"Line contains NULL byte" in CSV reader (Python)
You could just inline a generator to filter out the null values if you want to pretend they don't exist. Of course this is assuming the null bytes are not really part of the encoding and really are some kind of erroneous artifact or bug.
See the (line.replace('\0','') for line in f)
below, also you'll want to probably open that file up using mode rb
.
import csv
lines = []
with open('output.txt','r') as f:
for line in f.readlines():
lines.append(line[:-1])
with open('corrected.csv','w') as correct:
writer = csv.writer(correct, dialect = 'excel')
with open('input.csv', 'rb') as mycsv:
reader = csv.reader( (line.replace('\0','') for line in mycsv) )
for row in reader:
if row[0] not in lines:
writer.writerow(row)
I've solved a similar problem with an easier solution:
import codecs
csvReader = csv.reader(codecs.open('file.csv', 'rU', 'utf-16'))
The key was using the codecs module to open the file with the UTF-16 encoding, there are a lot more of encodings, check the documentation.

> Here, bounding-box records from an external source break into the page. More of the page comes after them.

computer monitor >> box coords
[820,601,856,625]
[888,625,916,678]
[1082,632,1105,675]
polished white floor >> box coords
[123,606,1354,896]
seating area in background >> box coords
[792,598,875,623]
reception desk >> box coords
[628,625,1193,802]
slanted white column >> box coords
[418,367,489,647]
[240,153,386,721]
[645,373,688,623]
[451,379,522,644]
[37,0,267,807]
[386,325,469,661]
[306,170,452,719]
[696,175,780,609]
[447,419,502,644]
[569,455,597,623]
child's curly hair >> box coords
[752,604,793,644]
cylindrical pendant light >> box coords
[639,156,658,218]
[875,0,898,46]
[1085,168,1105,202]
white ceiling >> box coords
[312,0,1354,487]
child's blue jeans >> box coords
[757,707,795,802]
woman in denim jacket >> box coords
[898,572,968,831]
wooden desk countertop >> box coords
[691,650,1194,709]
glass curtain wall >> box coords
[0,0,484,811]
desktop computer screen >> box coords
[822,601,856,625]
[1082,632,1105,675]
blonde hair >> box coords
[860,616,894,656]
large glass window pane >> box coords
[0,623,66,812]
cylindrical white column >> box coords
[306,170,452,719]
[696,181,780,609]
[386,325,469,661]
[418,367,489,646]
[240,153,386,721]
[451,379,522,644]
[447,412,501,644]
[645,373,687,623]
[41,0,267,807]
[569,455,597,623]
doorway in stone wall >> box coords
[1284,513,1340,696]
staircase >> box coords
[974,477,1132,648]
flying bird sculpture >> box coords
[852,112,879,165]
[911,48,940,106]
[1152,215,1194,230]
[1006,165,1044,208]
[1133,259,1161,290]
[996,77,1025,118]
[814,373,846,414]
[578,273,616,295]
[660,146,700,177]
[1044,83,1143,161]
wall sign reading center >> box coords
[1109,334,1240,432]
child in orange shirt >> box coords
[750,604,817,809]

If you want to replace the nulls with something you can do this:
def fix_nulls(s):
for line in s:
yield line.replace('\0', ' ')
r = csv.reader(fix_nulls(open(...)))
I'm guessing you have a NUL byte in input.csv. You can test that with
if '\0' in open('input.csv').read():
print "you have null bytes in your input file"
else:
print "you don't"
if you do,
reader = csv.reader(x.replace('\0', '') for x in mycsv)
may get you around that. Or it may indicate you have utf16 or something 'interesting' in the .csv file.